My family and I would reach the top and sit on the side of the hill just below the summit to dodge the wind, which was usually strong enough to lift a greyhound off its paws.  We would eat our sandwiches stoically, silently, in formation, pointing out landmarks across the county: The Reebok stadium, Blackpool tower, the sprawling, curling housing estates of Bolton. That particular Sunday, I came to a disturbing realisation: my mind hadn’t just shrunk away from the boring bits, but the beautiful bits, the awe-inspiring bits: the height, depth and breadth of the entire world. This familiar, beloved view was now as moving and engaging as a sound stage.

When the panic receded, I realised it wasn’t quite as bad as all that.
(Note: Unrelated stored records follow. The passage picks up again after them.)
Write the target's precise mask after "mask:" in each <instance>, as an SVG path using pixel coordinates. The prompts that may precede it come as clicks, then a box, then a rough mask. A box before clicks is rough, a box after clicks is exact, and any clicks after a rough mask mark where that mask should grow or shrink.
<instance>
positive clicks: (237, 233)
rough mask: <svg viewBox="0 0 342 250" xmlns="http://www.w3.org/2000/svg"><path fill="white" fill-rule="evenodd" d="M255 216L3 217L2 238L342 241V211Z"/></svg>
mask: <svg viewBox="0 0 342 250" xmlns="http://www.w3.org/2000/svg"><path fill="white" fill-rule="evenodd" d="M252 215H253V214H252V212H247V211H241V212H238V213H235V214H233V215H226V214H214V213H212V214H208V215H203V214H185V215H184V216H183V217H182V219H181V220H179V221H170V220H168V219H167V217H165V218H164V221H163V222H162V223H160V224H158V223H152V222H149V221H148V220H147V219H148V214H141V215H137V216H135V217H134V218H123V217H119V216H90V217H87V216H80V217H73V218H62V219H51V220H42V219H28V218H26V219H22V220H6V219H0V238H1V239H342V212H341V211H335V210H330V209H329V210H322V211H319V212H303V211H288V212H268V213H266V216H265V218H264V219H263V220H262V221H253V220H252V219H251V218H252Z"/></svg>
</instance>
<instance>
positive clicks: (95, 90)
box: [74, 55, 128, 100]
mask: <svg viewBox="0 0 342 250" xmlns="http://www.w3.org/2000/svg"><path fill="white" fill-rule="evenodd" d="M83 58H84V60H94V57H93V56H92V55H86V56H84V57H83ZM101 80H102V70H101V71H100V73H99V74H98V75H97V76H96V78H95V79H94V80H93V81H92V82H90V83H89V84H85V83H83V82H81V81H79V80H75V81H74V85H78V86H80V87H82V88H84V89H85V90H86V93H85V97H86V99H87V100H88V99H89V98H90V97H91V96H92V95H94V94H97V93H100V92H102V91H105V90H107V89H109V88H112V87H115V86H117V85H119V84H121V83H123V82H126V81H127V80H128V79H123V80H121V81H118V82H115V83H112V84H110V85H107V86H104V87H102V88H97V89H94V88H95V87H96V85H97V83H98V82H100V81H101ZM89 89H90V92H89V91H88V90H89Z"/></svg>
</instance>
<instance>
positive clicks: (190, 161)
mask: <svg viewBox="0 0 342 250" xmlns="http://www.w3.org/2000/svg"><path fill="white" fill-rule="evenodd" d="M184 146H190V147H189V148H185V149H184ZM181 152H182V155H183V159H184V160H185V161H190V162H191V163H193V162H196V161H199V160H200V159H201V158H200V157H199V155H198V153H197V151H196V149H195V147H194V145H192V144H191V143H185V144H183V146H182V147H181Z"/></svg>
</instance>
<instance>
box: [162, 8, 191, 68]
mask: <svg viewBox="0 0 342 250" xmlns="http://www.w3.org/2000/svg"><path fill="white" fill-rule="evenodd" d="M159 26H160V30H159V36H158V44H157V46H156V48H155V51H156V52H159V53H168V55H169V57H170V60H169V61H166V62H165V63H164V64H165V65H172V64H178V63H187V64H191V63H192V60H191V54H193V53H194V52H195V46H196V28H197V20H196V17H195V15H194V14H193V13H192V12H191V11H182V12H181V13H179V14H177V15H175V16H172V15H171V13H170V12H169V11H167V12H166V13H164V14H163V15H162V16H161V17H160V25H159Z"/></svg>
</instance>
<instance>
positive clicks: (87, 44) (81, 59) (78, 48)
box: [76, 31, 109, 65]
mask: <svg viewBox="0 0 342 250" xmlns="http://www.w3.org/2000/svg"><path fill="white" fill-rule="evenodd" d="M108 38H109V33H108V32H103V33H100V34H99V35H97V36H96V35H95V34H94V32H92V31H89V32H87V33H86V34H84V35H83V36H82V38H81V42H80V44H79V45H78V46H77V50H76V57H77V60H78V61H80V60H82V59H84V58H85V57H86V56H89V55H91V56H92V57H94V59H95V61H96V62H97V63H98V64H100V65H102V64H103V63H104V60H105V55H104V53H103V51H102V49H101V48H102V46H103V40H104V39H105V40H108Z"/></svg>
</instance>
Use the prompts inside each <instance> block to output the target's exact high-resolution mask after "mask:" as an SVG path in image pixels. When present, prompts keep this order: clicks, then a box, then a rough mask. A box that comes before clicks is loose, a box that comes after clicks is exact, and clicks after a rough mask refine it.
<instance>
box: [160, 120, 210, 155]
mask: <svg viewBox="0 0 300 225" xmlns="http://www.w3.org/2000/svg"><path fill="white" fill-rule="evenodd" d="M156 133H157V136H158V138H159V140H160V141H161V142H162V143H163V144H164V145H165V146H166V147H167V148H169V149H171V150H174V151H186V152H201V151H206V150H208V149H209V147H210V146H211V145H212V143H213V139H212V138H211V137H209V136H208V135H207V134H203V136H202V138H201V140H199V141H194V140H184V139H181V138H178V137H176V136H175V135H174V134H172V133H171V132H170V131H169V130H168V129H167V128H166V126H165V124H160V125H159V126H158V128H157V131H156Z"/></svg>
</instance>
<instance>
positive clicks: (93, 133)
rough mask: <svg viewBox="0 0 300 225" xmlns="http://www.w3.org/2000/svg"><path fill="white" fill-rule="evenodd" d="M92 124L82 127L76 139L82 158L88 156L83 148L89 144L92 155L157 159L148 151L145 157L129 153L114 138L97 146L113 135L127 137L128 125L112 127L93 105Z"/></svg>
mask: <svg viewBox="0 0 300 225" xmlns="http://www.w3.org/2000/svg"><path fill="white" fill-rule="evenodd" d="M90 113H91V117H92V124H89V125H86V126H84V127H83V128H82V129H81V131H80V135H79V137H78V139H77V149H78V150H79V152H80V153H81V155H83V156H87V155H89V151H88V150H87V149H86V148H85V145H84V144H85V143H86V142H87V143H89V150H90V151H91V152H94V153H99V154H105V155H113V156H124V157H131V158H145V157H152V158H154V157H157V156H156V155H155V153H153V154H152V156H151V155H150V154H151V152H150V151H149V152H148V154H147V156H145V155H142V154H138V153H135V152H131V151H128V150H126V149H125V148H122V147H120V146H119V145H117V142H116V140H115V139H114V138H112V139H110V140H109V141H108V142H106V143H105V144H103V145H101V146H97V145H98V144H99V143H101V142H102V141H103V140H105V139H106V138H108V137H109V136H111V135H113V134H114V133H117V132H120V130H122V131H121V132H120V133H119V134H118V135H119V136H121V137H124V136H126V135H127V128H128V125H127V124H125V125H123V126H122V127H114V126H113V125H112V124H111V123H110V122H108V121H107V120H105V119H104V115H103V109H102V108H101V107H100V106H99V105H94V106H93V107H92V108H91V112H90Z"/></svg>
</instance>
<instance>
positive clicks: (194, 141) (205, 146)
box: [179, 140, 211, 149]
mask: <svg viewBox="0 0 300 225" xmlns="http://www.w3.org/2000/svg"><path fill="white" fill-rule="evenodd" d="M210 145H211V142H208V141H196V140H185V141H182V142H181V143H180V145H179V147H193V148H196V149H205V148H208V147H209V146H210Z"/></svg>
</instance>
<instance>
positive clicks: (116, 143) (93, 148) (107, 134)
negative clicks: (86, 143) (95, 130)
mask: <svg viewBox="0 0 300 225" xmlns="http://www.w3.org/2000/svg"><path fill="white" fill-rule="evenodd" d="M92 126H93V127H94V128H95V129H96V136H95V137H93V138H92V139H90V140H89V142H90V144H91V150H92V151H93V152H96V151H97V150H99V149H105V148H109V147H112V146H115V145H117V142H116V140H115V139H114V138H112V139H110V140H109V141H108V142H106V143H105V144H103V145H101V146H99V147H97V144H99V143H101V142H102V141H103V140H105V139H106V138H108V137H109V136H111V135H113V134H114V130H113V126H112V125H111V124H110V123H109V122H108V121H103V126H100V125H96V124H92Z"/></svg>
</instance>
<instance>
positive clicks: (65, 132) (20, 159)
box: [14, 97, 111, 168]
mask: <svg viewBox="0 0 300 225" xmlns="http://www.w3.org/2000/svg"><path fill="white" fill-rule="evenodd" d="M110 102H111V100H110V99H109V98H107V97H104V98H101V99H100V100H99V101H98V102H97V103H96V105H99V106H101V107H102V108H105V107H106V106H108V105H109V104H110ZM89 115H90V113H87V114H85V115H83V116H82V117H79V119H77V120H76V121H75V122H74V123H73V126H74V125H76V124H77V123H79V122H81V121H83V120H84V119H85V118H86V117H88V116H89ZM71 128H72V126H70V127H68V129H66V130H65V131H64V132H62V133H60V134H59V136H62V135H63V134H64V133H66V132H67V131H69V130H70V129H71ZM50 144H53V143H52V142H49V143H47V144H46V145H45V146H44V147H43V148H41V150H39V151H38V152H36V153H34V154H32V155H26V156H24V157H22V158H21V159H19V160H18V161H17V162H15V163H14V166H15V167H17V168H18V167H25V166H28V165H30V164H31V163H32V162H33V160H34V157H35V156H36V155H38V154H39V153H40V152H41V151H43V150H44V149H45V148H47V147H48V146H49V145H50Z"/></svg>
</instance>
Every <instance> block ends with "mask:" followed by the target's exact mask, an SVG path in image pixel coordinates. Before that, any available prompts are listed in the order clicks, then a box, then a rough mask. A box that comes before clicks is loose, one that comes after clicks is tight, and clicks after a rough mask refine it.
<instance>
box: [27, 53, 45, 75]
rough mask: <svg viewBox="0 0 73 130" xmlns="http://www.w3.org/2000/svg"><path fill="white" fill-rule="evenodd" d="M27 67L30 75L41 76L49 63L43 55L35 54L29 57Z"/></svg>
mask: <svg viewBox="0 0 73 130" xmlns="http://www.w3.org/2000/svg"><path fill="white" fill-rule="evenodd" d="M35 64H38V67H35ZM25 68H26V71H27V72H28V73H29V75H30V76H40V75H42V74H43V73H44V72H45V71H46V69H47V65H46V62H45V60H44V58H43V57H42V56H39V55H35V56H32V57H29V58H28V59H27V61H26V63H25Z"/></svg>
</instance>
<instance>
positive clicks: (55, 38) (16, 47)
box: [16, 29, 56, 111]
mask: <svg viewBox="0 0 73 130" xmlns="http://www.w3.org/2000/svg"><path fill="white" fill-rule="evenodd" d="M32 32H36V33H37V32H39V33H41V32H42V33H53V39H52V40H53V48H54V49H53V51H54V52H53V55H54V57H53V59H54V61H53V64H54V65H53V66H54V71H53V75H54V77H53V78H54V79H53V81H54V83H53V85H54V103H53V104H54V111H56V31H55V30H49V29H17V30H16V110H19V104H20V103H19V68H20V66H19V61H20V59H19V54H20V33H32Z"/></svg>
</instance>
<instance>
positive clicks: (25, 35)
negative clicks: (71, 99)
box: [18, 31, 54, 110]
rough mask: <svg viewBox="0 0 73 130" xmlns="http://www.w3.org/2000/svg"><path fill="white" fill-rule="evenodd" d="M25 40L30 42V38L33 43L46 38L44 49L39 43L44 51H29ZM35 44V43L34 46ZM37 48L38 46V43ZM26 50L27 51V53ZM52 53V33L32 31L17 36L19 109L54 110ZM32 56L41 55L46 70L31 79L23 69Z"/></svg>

It was not the disorder itself that caused the most distress, but my belief in is power. That day on Rivington Pike I believed I had lost my chance to experience any of life’s riches. I had not. I have had the disorder for half my lifetime, and it has not prevented me from making lifelong friends, from falling in love, from learning or growing. It is not bullet proof glass, as I first feared, but a ‘semi permeable membrane’. Love can get through. Joy can get through.

A few months ago, my friend Laura called me from London. After swapping news, she sheepishly asked me, ‘Do you ever feel like the world is a million miles away? Like… you’re not really here?’

She was expecting blank incomprehension followed by a weak attempt to empathise. What she got was an abridged version of this post.

That day on Rivington Pike, I would never have believed the disorder could bring me closer to anyone or anything. But fifteen years later, a friend had found herself lost within the mist and I was able to reassure her that there was nothing, really, to fear. It was a peculiar paradox: we were three hundred miles from one another, and had been brought closer by our shared sense of isolation. It was comforting to learn that friendship, and the desire to connect, can outsmart anything the mind can produce to prevent connection.

The fog of Dissociative Disorder may disappear one day, it may not. Even if it never shifts, it will not have had the final word. The mist can be isolating. It can be terrifying. But I merely had to look around to see that I wasn’t alone within it.